By Jeff Stein Sep 20, 2024 | 6:31 AM

Stuffing the Ballot Box
We have another reason to visit our booth at the National Cattle Congress Fair in Waterloo this year…thanks to a suggestion from Fair management, we have the KXEL Kandidate Kernel Kount…like you’ve seen other places, we have a tray of corn and three jars–a red one for Mr. Trump, a blue one for Ms. Harris, and a black one for “other”–and the idea is that you take a kernel of corn and drop it into the jar for the candidate you support.
Yesterday I was in our booth, doing one of the interviews for the KXEL Candidate Cattle Call; we’re back there today for more which you can watch live or on your schedule from our KXEL Facebook page, and we’ll replay all the interviews on KXEL Live & Local Monday morning.

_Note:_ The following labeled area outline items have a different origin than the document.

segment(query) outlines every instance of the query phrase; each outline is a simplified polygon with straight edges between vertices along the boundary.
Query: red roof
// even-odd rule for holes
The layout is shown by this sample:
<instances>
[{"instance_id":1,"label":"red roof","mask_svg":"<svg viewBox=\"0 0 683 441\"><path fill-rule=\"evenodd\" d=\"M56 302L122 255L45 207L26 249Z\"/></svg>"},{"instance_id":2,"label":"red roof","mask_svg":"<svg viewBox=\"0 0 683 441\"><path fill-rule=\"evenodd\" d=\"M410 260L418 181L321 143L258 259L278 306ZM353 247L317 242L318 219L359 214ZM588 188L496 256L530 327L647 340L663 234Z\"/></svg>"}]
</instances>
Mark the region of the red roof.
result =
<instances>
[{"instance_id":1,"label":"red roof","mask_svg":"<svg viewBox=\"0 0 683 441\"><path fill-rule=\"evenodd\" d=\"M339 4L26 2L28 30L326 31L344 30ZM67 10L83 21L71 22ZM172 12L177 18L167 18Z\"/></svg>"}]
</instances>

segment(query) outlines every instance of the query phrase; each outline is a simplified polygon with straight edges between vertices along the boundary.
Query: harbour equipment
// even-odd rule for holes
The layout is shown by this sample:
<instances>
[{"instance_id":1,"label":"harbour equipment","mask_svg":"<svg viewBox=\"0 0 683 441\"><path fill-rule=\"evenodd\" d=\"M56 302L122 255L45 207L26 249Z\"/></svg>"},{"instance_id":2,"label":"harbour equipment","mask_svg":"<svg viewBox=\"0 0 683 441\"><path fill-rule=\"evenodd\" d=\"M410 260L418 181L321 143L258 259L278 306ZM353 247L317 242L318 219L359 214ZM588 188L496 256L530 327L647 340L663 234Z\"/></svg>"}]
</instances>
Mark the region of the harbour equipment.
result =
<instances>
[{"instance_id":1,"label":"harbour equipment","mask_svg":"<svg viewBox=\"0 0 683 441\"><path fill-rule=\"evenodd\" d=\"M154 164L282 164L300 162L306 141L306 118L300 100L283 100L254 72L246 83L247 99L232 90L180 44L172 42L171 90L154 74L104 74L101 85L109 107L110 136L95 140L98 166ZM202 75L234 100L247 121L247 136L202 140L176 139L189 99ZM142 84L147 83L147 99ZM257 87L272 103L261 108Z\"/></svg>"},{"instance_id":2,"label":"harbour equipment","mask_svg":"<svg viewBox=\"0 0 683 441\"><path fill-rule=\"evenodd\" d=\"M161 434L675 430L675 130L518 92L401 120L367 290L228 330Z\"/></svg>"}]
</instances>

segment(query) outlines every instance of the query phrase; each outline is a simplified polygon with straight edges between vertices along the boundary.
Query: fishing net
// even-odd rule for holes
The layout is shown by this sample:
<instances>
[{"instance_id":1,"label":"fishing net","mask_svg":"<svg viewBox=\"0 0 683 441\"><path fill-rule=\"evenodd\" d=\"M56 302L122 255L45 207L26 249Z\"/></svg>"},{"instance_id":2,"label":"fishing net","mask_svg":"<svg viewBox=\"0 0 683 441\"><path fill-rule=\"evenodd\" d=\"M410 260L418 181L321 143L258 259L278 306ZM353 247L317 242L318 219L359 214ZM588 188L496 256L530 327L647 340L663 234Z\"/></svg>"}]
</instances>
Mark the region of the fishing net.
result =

As I was doing the interview, I saw an older gentleman with a purple UNI t-shirt and carrying a bag with things he had picked up from vendors who are set up with us in Estel Hall. He studied the KXEL Kandidate Kernel Kount sign and dropped in a kernel of corn for his vote. All good.
Then I heard more kernels drop into a jar, and when I looked, he was in the process of dropping a half-dozen kernels into the jar for his favorite candidate—the Democrat, Kamala Harris.
Sometimes these things just write themselves. In the wake of the most recent election that many believe was stolen due to ballot box stuffing and other shenanigans, here was a Democrat rigging our results.
To make the case even better, a woman came by later and was going to vote for the Republican, Donald Trump. But the particular kernel of corn she selected was a little too large for the hole in the jar. In other words, she found it hard for her Trump vote to count. As a good voter would do, she simply tossed the bad kernel aside and plunked a different one into the jar.
Truth truly is stranger than fiction. Let’s see how your vote will count; our KXEL Kandidate Kernel Kount will be at our booth until the National Cattle Congress Fair closes Sunday at 6 p.m.